A entrada é uma espécie de homenagem a Manuel Cargaleiro e à sua mãe, Ermelinda Cargaleiro que, em 1825 começou a fazerpatchwork e em 1980 expôs pela primeira vez, em Reims. A família é oriunda de Foz do Cobrão, onde durante algumas décadas no final do século XIX e princípio de XX funcionou uma fábrica de fiação em regime quase de cooperativa - o núcleo museológico da aldeia é precisamente dedicado a esta arte.
A marca de Manuel Cargaleiro está visível em vários pontos de Vila Velha de Ródão que nele tem um dos seus filhos mais queridos. O pintor e ceramista tem vários painéis de azulejos para usufruto geral – um dos mais notáveis em frente ao centro de saúde, uma seara ondulante, outros dois no Largo Dr. António Gonçalves, mais conhecido por Largo das Laranjeiras (laranjas amargas, dizem-nos), a enquadrarem um busto em sua homenagem.
Estamos em frente à igreja matriz e já desistimos de encontrar um centro para Vila Velha de Ródão. Todos nos miram como se extraterrestres fôssemos quando perguntamos pelo centro: a câmara?, a biblioteca?, o pelourinho?, respondem. Não há um centro e talvez isso se deva ao crescimento da vila, de costas voltadas: à beira-rio, os pescadores; em cima, os serviços, entre eles a fronteira na forma de linha de caminho-de-ferro. Durante muito tempo, foram mundos que pouco se cruzaram, agora o casario cresce indisciplinado pela colina, em ruas, ruelas, viaduto e escadarias. Há umas poucas casas de ambição senhorial, como varandas dispostas para o rio; e um largo de pelourinho, empedrado e inclinado, pouco amigo de convívio.
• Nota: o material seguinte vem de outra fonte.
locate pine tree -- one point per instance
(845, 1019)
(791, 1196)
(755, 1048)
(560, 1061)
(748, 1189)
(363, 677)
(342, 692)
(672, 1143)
À beira-rio, muitas casas abandonas denunciam a escassez de população. Um dos restaurantes mais famosos de Ródão, o Pombalinho, está abandonado - “faziam-se filas de carros aqui”, na N18, com o trânsito de Lisboa, e a “maior freguesia do concelho”, brincam, é o lar da terceira idade. São quase todos idosos como os que vemos a entrar e a sair da biblioteca, que juntamente com a Casa de Artes e Cultura do Tejo serão os edifícios públicos mais modernos de Vila Velha - autênticas varandas para o Tejo e janela para os milénios que aqui passaram na forma de troncos fossilizados no jardim. A migração para Lisboa e seus arredores atingiu fortemente o concelho e a própria vila.